What is JCrete
As described on the web site:
An Open Spaces Conference on an Island in the Mediterranean Sea
But all attendees speak about it as an “unconference” in opposition as a traditional one. What is so different? No CFP, No speakers, No pre-planned agenda, Open Space Technology usage.
In practice, when you arrive to JCrete you don’t know about the subjects that will be discussed during the 4 days (Last day is a Hackaton). Even if the main topic is Java/JVM ecosystem, other subjects from “Self-awareness of introverts” to “Startup experiences” via “Spectre/Meltdown crash course” are discussed.
Everybody is a speaker. Subjects are submitted and voted by everybody. Then, we try to schedule according to number of votes. When a session starts, everybody is allowed participate to the open discussion about the subject.
2018 (deluxe) edition
I had the chance this year, again, to attend to this unconference on the beautiful island of Crete. As several sessions were happening at the same time, the choice was sometime difficult. Here is my report about the ones I attended:
— Marc R. Hoffmann (@marcandsweep) July 23, 2018
Proposed by Cliff Click – Video
What is the best way to handle errors in programming language? Automatically unwind stacks with exceptions (Catch & Rethrow) or Go style (or Elm): Either Panic and kill the process or manually handling each error and unwind if necessary.
Another alternative mentioned is to use coroutine mechanism to patch faulting code and retry.
The crucial thing when dealing with exceptions is to keep information of the context to be able to troubleshoot correctly and not like catching a checked exception then throwing a new (runtime) exception losing the first one (cause).
Regarding performance, we do not care because it should be exceptional…
It was remarked that there is conflation of idea about a real error (OutOfMemory, StackOverflow, NullPointer, …) and raising an exception, for instance, when a record not found in a table.
In functional programming, there is some concepts with 2 monads: Try and Either
There is a consensus that Java Checked Exceptions made the handling very difficult forcing people taking care about exception when they don’t know to do about it.
The language could technically chain automatically rethrown exception together through causes.

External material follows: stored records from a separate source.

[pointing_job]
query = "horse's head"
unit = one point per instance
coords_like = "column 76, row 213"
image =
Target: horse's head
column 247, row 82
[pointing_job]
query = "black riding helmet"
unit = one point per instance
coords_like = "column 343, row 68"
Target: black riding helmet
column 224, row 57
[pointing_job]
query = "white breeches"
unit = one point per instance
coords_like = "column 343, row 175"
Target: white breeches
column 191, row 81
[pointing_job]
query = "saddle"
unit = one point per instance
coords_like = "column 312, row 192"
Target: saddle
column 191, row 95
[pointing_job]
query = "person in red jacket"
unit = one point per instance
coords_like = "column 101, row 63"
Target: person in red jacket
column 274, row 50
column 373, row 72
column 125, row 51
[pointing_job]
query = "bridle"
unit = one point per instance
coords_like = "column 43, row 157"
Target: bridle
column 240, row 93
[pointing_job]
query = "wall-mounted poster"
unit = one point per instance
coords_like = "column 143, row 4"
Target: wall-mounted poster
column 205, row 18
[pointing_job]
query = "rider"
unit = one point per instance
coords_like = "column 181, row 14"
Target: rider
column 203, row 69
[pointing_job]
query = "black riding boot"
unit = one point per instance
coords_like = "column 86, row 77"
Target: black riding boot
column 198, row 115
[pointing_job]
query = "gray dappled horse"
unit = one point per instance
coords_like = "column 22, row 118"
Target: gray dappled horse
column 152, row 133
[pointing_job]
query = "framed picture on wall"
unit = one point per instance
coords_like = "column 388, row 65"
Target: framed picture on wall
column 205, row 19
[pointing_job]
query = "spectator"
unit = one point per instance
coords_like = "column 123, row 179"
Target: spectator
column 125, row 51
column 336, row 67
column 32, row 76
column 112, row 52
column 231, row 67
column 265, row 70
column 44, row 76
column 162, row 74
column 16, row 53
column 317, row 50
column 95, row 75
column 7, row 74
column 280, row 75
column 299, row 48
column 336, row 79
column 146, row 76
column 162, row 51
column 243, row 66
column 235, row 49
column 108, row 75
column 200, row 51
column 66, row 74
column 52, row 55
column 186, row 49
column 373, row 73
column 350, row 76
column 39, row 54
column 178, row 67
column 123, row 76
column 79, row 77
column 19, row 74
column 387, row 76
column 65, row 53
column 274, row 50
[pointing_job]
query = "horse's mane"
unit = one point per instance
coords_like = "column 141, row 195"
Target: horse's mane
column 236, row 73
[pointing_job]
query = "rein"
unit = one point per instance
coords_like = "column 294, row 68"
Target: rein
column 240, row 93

Why catching exception: Either you can recover then you handle the exception and you are done, or you catch but you don’t know what to do, why bother catch then? Maybe you annotate the exception with additional information but rethrow because this is not the final catch.
Challenges of AOT
Proposed by Ivan Krylov
There are 2 different issues that you may want to address: startup and warmup. You can address warmup by storing JIT compiler data from previous run and apply them at startup to avoid gathering them again during a warmup period. This is what Azul is doing with ReadyNow! on Zing JVM.
Excelsior Jet and OpenJDK provide AOT feature that provide fast startup and no warmup at the expense of peak performances as no JIT will perform optimistic optimizations. There are also some limitations like no dynamic loading of classes, no or limited reflections, no method handles or lambda expressions.
In case of Serverless where you need to restart frequently containers it may make sense to precompile to save startup time.
— JCreteUnconf (@JCreteUnconf) July 24, 2018
Proposed by Rémi Forax – Video
Valhalla project includes 2 things: Value Types & Partial reification of generics (AKA generic specialization)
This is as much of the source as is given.